Sting e Shaggy: un duo che in fondo non stupisce più di tanto. Già nel 1979, infatti, il leader dei Police pubblicava Reggatta de Blanc, un secondo album influenzato dai suoni giamaicani che irroravano l’ondata punk-reggae riversata dai britannici Clash, PIL, Ruts, Madness, oltre che da Bob Marley in persona. Da sempre affascinato dai ritmi caraibici, Gordon Sumner non se n’è mai realmente allontanato. Tant’è che quando il suo manager Martin Kierszenbaum gli fa ascoltare l’ultimo successo dancehall di Shaggy (col quale collabora), il bassista parte dalla sua casa di Malibù per cantarvi sopra.

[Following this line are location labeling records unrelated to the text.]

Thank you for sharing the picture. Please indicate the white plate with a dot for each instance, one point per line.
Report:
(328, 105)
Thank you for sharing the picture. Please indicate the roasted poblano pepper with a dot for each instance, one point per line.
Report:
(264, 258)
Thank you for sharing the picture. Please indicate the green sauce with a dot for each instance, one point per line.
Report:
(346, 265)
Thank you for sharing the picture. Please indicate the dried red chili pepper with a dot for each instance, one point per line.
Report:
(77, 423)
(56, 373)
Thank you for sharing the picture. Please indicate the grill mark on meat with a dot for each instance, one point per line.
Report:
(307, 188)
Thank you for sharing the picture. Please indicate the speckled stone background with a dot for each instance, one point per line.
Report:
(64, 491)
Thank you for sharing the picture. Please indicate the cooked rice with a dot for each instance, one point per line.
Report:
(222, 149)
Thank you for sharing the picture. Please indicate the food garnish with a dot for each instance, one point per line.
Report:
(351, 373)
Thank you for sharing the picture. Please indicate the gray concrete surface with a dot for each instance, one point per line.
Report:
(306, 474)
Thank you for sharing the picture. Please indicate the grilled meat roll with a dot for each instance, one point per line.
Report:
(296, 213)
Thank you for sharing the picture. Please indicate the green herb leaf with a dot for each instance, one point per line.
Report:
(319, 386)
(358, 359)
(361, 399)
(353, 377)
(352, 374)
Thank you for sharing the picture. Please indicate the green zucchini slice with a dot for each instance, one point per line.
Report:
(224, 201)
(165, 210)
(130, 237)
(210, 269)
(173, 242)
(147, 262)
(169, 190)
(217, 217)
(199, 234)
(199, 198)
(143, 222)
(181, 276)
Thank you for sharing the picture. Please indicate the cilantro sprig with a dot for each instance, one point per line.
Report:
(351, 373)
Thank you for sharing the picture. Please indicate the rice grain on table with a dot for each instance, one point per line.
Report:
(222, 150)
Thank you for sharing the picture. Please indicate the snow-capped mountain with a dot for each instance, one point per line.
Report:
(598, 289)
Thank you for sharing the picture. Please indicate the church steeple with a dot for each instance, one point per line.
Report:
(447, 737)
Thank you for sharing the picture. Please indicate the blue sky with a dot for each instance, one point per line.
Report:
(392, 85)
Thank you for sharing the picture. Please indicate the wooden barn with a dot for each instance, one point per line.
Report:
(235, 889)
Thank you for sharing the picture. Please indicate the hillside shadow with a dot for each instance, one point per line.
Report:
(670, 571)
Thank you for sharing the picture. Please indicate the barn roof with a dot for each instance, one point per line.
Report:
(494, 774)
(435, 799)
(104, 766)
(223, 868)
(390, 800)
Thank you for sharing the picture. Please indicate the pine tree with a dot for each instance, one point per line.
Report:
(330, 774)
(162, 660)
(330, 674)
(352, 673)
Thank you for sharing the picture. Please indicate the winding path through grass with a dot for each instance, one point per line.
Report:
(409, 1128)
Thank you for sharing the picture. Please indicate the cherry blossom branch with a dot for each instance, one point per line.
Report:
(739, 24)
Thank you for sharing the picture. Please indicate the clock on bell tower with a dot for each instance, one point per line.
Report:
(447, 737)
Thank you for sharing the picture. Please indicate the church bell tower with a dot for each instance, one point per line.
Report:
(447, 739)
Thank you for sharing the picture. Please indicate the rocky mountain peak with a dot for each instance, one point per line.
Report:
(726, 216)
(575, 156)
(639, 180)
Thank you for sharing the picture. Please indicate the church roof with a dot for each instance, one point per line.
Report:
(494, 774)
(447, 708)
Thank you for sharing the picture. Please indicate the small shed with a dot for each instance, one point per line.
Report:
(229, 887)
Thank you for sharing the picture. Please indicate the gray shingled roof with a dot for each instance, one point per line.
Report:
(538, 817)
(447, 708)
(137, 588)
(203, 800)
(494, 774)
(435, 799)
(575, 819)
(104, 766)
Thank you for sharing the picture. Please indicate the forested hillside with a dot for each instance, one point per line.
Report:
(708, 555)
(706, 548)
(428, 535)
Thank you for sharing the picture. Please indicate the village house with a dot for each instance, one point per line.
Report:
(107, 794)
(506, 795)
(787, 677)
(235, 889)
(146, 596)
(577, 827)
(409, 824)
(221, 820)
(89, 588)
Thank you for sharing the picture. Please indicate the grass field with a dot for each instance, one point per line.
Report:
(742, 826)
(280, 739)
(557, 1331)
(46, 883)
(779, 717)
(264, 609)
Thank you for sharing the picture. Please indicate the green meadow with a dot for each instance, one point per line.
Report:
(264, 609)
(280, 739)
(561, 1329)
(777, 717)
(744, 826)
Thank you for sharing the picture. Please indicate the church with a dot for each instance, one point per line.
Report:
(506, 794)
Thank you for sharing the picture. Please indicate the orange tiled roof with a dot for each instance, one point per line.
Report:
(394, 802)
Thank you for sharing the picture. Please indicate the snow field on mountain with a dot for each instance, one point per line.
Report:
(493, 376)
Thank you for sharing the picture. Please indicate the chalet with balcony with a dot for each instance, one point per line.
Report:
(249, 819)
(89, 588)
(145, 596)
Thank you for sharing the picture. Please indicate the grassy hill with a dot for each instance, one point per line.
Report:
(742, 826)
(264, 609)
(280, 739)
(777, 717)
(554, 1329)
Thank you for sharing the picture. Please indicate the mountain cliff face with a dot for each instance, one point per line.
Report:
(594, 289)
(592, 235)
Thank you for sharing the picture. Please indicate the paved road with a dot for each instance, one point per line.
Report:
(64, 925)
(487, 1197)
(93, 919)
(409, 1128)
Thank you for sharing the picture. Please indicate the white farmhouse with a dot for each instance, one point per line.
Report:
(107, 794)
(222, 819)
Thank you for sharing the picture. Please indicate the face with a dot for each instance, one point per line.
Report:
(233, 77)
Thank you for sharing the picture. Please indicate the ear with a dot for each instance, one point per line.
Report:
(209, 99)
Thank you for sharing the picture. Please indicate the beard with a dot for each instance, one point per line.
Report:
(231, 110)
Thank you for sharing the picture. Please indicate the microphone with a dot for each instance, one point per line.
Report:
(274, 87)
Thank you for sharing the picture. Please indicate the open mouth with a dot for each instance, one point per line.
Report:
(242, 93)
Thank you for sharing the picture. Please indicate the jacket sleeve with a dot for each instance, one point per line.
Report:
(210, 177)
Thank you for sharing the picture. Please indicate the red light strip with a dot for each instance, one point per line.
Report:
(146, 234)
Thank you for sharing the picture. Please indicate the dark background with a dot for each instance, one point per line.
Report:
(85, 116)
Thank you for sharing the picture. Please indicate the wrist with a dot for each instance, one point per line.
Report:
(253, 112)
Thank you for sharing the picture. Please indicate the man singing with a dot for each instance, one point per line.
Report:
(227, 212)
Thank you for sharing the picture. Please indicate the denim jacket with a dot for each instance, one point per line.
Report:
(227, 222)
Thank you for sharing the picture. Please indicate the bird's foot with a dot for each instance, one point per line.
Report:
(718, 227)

Tra il giamaicano e l’ex Police l’intesa è alle stelle: quel brano diventerà il singolo Don't Make Me Wait e, sei mesi dopo, ecco pronto l’album 44/876. Da Crooked Tree a Dreaming In The USA, che ridona lustro all’immagine americana, i due riescono, tra reggae, dancehall e pop orecchiabilissimo, a confezionare un album a dir poco sorprendente, senza mai cadere nel ridicolo. «L'album di cui il mondo ha bisogno», secondo Orville Richard Burrell alias Shaggy… © Charlotte Saintoin/Qobuz

Sting & Shaggy - Webisode #1 - "Don't Make Me Wait"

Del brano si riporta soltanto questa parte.